In observational studies, it has been assumed that halo bias solely depends on halo mass. However, analytical and numerical studies showed that halo bias can also depends on other halo properties such as formation time and concentration of the dark matter halo profile, which is called halo assembly bias. If assembly bias exists, ignoring assembly bias results in biased cosmological constraints.

I found the observational evidence of assembly bias in galaxy clusters identified in SDSS DR8 data (Miyatake et al., 2016), using cluster lensing and cluster clustering. Although it turned out that the assembly bias signal has inevitable contamination stemming from the cluster finding algorithm, this work stimulated the community to actively develop robust assembly bias measurement algorithms.

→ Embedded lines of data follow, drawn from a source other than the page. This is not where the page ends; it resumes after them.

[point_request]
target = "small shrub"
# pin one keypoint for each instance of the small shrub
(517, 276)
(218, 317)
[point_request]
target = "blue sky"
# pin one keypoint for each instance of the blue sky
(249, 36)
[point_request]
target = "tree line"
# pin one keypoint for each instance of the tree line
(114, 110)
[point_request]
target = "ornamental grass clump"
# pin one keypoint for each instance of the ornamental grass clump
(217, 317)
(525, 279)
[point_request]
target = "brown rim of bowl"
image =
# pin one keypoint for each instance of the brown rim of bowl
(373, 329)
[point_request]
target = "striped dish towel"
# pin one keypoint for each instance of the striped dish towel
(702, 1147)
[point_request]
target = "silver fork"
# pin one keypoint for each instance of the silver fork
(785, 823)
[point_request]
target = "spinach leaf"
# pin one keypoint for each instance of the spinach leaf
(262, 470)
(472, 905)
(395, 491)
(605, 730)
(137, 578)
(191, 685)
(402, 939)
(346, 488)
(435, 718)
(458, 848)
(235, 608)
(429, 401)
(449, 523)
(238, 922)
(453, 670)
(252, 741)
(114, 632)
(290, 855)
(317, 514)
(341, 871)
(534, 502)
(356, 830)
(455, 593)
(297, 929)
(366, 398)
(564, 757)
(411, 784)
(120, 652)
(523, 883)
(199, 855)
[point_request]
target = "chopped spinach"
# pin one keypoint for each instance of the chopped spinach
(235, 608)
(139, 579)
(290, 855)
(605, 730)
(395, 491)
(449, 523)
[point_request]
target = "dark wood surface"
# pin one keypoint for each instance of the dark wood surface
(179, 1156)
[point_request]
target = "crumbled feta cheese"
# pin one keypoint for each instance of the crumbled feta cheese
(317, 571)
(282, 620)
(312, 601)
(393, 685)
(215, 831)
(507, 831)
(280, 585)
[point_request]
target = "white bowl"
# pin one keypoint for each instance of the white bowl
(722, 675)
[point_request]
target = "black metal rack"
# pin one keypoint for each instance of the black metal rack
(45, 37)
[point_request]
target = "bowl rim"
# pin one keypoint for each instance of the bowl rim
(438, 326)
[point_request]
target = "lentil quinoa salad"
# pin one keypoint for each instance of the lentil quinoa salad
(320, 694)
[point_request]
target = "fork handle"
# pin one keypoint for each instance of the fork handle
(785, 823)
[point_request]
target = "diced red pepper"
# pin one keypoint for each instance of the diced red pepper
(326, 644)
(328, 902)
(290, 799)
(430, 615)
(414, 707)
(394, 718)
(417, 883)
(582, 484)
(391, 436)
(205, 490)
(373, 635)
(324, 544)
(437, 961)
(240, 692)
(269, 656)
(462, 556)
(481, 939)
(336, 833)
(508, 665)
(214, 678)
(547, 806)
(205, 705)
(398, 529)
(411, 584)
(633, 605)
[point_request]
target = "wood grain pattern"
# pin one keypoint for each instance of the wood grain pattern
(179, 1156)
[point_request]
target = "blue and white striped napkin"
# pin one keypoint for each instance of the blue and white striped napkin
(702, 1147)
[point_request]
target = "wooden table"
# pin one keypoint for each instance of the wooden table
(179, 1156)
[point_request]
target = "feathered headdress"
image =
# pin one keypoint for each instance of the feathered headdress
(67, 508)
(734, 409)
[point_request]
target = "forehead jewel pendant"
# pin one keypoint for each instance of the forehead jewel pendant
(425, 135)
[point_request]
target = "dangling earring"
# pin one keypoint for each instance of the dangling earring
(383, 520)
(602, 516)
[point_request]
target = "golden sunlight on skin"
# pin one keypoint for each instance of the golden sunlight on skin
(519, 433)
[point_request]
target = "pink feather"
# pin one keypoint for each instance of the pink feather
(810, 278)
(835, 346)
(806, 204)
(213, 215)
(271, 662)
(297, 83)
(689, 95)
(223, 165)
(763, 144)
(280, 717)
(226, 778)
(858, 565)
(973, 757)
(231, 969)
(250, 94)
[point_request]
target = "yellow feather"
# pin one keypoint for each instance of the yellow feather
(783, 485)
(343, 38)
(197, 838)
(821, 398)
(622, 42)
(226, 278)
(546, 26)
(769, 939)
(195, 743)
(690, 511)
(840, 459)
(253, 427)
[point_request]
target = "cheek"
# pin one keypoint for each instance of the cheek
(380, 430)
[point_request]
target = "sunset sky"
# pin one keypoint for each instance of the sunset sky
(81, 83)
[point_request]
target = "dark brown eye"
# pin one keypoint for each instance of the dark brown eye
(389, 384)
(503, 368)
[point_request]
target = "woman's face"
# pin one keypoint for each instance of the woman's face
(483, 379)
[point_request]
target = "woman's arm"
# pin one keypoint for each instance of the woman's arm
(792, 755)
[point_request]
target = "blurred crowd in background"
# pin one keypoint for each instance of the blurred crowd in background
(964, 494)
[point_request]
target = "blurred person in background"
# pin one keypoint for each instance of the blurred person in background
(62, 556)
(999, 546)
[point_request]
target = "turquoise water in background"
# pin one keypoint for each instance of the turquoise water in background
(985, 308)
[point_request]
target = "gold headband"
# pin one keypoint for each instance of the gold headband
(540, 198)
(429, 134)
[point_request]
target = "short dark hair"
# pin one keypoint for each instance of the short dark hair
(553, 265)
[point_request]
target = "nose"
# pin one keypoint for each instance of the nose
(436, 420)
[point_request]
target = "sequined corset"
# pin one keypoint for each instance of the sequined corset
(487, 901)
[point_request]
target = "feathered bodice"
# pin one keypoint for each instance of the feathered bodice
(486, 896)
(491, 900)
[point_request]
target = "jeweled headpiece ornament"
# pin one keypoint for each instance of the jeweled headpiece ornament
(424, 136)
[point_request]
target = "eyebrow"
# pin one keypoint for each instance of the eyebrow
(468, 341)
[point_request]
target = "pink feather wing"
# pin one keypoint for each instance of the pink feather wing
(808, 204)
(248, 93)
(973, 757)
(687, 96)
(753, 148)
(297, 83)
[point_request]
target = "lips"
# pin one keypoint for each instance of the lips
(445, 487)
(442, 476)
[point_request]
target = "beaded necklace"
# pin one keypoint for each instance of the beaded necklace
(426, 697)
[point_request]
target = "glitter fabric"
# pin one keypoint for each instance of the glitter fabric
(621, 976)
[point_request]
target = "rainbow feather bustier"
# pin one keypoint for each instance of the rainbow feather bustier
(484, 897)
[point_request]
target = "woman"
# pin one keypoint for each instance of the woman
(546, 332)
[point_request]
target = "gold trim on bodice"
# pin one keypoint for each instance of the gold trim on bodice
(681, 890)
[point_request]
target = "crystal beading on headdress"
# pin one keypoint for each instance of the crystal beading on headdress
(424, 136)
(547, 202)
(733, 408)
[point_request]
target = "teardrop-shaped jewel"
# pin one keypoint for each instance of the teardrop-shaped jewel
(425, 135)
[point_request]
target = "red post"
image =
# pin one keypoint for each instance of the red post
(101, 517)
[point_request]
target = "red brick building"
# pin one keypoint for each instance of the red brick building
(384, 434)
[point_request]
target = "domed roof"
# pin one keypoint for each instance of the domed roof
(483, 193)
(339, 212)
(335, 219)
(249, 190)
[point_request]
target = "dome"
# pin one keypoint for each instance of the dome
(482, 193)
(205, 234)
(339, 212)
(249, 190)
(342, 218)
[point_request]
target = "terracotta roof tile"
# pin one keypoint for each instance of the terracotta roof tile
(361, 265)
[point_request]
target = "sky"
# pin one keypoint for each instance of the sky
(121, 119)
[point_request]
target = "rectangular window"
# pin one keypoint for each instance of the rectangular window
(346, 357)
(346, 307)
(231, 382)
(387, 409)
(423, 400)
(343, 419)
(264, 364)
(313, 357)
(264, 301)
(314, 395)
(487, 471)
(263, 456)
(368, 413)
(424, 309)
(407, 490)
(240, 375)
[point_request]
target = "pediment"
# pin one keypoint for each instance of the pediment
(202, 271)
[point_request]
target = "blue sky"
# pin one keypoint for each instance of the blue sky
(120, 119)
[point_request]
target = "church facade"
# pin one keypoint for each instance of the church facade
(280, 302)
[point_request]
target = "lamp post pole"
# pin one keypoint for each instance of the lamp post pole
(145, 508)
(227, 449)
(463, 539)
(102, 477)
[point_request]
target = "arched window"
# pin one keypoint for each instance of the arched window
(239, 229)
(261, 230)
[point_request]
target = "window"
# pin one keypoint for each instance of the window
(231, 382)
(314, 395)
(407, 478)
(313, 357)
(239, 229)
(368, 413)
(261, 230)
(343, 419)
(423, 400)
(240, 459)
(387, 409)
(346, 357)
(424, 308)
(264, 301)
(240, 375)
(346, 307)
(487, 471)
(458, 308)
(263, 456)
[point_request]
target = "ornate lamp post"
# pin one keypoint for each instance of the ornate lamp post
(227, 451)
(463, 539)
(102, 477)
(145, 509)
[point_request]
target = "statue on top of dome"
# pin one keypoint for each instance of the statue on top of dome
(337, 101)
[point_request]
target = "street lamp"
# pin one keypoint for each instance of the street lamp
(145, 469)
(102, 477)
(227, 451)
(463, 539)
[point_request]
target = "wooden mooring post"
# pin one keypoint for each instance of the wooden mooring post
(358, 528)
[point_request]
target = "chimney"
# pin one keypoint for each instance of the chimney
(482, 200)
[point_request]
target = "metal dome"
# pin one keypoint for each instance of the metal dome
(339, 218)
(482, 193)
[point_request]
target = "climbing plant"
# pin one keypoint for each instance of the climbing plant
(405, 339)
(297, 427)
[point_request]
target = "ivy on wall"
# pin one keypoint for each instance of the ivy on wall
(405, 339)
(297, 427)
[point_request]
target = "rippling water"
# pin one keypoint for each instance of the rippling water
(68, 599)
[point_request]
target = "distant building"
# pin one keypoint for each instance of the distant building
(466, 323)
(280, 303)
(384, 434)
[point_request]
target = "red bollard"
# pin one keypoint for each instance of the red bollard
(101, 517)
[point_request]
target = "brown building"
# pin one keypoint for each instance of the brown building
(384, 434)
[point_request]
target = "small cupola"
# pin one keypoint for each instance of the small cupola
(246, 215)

Hardware and Software Development

Astronomical Instrumentation

When I was a graduate student, I developed a firmware component of the CCD readout electronics for HSC. This firmware is a FPGA code that bridges the analog front-end and the data acquisition computers (Miyatake et al., 2012). I also performed systematic tests of the readout electronics with the analog front-end (Nakaya, Miyatake et al., 2012).

I also developed an automated focusing algorithm for HSC. This algorithm derives the focus position using a size of stars on focus CCDs that have +/- 200um offset from the focal plane. Using this algorithm, HSC is able to control focus position before each exposure.

Imaging Data Reduction

I contributed to the software development of the HSC data reduction pipeline which is based on the LSST pipeline called DM stack. This work included the implementation of a galaxy shape measurement algorithm and a multi-exposure fitting algorithm which enables accurate modeling of point spread function (PSF) and galaxy profiles (Miyatake et al., 2013).

I was one of the development team of the galaxy image simulation software GalSim (Rowe et al., 2015), which was used to generate simulated images in the GREAT3 galaxy shape measurement challenge (Mandelbaum et al., 2014). My contribution includes the development of an algorithm to simulate optical PSF of a ground-based and space-based telescope.

Since the HSC survey began operations in 2014, I have been playing a leading role in generating the HSC galaxy shape catalog. This catalog will be one of the largest publicly-available galaxy shape catalogs before the LSST era. I performed various systematic tests such as investigating the PSF accuracy and examining selection criteria. This effort resulted in the HSC first-year shape catalog paper (Mandelbaum, Miyatake, et al., 2017).